Thursday, April 06, 2006

Villarreal - Wigan of the Mediterranean


Actually, the above headline, meant to convey the obscurity of the town and the parallels with the Lancashire club's similar rags to riches tale, is a little misleading. Wigan, in comparison with the small town of 47,000-odd people just north of Valencia whose team have just qualified for the Champions League semi-finals, is a veritable metropolis of 81,203 souls. Although, in defence of the Latics, Vila-real does not possess a competing rugby league club of any note....

The magnitude of Villarreal's achievement is underlined by a perusal of the club's history. Like Wigan Athletic, who spent much of their history bouncing between various regional and non-League divisions before election to the Football League in 1977, their past is an inconsequential one. From their foundation in 1923 - their first board included a chemist, a bank official and a postal worker - until their promotion to the country's second tier in 1992/93, save for a brief two season period in the Segunda Division from 1970-72, they inhabited the lower reaches of Spanish football.

Accession to the second division seemed achievement above their station enough for the Sub-Mari (the club's nickname is the 'Yellow Submarines', in reference to the colour of their jerseys), their attendances averaging around 3,500 and their finances impecunious. However, just as Dave Whelan's sports-goods millions were diverted toward the aim of propelling Wigan Athletic into the Premiership, so too, in 1997, did local ceramics millionaire Fernando Roig Alfonso bestow his largesse upon Villarreal.

Despite Roig's wealth and ambition for the club, the trajectory upon which Villarreal then embarked - which reached its apex so far with the elimination of mighty Inter Milan in Tuesday nights Champions League quarter-final - was still as stunning as it was unlikely. Promotion to the Primera Liga was achieved in 1998. Although they were relegated that season, they returned to the top-flight in 2000 and have remained there ever since. They won the Intertoto Cup in 2003 and 2004, and also reached the UEFA Cup semi-finals in the latter season.

Their recent success has been built around a resolutely South American core. Of the fourteen players involved on Tuesday night, eight were of South American origin, as is coach Manuel Pellegrini, who hails from Chile. Argentinians Juan Roman Riquelme - whose sublime skills were deemed surplus to requirements at Barcelona - Diego Forlan, Juan Pablo Sorin, and goalscorer Rodolfo Arruabarrena have been key to Villarreal's progress, their policy of purchasing low-cost foreigners instead of over-priced natives mirroring that other Lancastrian success story, Bolton Wanderers under Sam Allardyce.
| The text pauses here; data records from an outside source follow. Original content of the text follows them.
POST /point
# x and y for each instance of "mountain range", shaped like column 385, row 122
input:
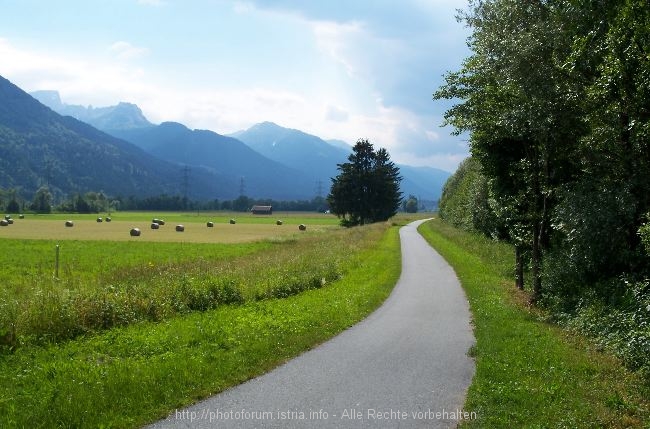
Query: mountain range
column 117, row 150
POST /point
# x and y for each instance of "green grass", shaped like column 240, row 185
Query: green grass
column 291, row 218
column 128, row 376
column 530, row 373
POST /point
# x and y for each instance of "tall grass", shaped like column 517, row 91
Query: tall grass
column 158, row 287
column 128, row 376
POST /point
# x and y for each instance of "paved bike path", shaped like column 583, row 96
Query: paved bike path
column 406, row 365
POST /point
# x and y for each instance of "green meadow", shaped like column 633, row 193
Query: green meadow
column 132, row 329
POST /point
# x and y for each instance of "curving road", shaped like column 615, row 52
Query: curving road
column 406, row 365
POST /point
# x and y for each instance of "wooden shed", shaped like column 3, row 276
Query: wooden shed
column 266, row 210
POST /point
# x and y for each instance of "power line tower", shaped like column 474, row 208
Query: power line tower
column 186, row 184
column 242, row 187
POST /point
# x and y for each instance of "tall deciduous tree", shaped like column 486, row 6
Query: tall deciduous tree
column 520, row 110
column 367, row 188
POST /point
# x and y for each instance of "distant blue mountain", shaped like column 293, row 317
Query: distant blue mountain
column 273, row 161
column 40, row 147
column 226, row 156
column 119, row 117
column 313, row 155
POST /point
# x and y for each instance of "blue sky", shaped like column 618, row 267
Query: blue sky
column 337, row 69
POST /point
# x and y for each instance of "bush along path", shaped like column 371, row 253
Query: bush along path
column 531, row 373
column 404, row 366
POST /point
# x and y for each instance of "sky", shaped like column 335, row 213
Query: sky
column 338, row 69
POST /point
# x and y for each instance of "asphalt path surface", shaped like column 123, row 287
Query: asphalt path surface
column 404, row 366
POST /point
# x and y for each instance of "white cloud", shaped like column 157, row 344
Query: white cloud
column 152, row 2
column 336, row 114
column 126, row 51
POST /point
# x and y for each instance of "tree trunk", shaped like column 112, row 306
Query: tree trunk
column 519, row 268
column 536, row 263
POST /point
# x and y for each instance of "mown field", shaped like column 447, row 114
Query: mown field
column 133, row 329
column 248, row 227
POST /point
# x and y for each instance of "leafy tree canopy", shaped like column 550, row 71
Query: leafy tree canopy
column 367, row 189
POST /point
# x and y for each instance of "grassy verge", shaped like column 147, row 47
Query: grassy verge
column 530, row 373
column 128, row 376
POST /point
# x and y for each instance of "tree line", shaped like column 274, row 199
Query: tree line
column 98, row 202
column 555, row 97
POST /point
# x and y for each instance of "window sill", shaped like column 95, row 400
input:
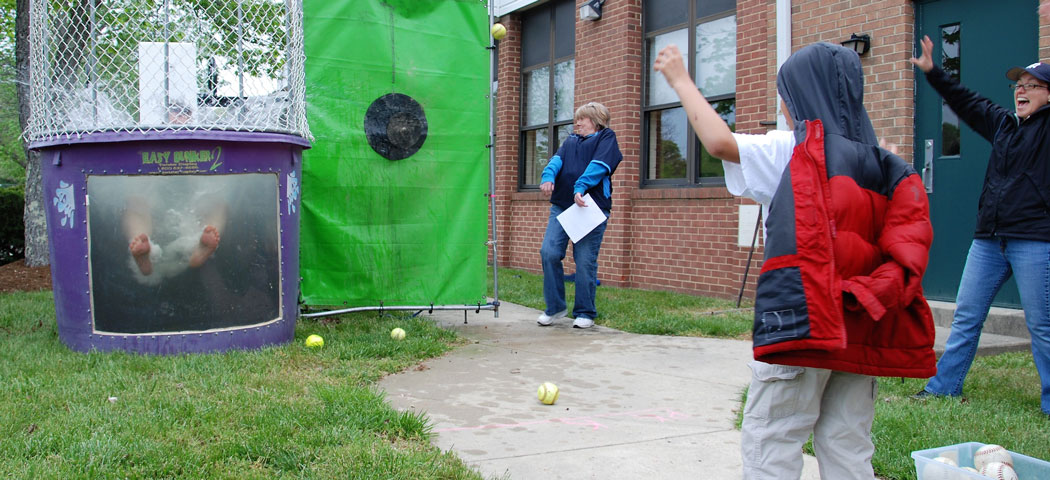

And so Villarreal will take the field at Highbury in a fortnight's time understandable underdogs, comparative minnows in terms of history, achievement and riches: when Arsenal were winning their three League titles in a row under Herbert Chapman, Villarreal were celebrating winning the 1st Regional category Championship. But the club from the tiny Spanish town's stellar progression appears to be taking little of notice of football's traditional power-structure, and, suddenly, no-one is writing them off.